The interview starts.
“When did you leave Holland?” is an easy question.
“Have you been in the UK before?” is easy as well.
“How many times?” is a little bit more difficult. I honestly don’t know how often I came into the UK on holiday, or with the morris team, or on trips with Lawrance. But no, I’ve never stayed more than 30 days.
“What is your address in the UK?” is the question I fear the most. My only proof of address is the mooring agreement with Scarisbrick Marina. But to my surprise the lady easily accepts it, saying with a smile: “We don’t get THAT very often…! When did you move onto the boat?”
Since the Dutch government registered me as being divorced (and I’m not sure if the UK will contact Holland) I can only answer “Divorced.” to the next question. And I’m very glad that I took my divorce papers with me to the interview, because the lady wants to know my ex husband’s full name (with all three first names, that won’t even fit in the space on the form), his date of birth, our marriage date and when we got divorced.
“Do you have proof of all this?”
Do I have a job? No, we will cruise six month of the year, and I will try to find a job for the other six months. To apply for a National Insurance Number while being self employed is next to impossible. I would have to proof so many things, even in my Dutch situation (being self employed for 20 years) I would not have been able to proof all this.

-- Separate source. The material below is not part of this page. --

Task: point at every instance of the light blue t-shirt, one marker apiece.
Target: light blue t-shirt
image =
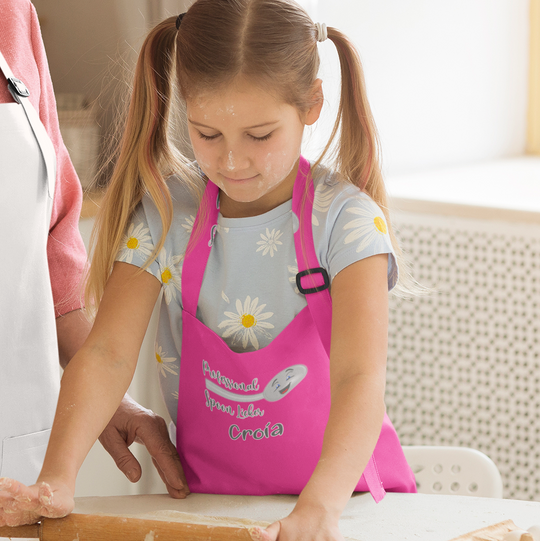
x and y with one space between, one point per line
249 292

Then, after some silly questions like: “Are you going to apply for a student’s loan?” (do I look that young?) I have to sign the interview form, and I’m told to go back to the waiting room and wait for a couple of minutes. After that I would get my passport back.
After the promised couple of minutes the lady indeed is back. Not with my passport but with: “I think we have a little problem here…” So it’s back to the desk.
I told here that I left Holland on the 24th of June, and that I moved onto the boat on the 26th. Then comes the question: “Where was you during these two nights?”
Well, I left Holland on DFDS, so the first night of course I was on the ferry between Holland and the UK. And for the second night… At that very moment I decide to bend the truth a little. Imagine the reaction if I would say (truthfully): “I spent the night in a lorry.”
Yeah, right! Immigrant, lorry, that would probably set off every possible alarm in the Jobcentre’s office. And Lawrance paying a hefty fine for bringing illegal immigrants into the UK. So I tell her that I spent the night at my partner’s place. Which is the truth (kind of). We did go to his place in Newmacher (to load half my belongings into the car) and we spent the night in Kinellar, in his other place, i.e. the truck.
After this intermezzo it’s back to the waiting room again, and this time I do get my passport back after a couple of minutes. And I get a form, to give to my employer, should I find a job before I get my National Insurance Number. Which is due in six to eight weeks time.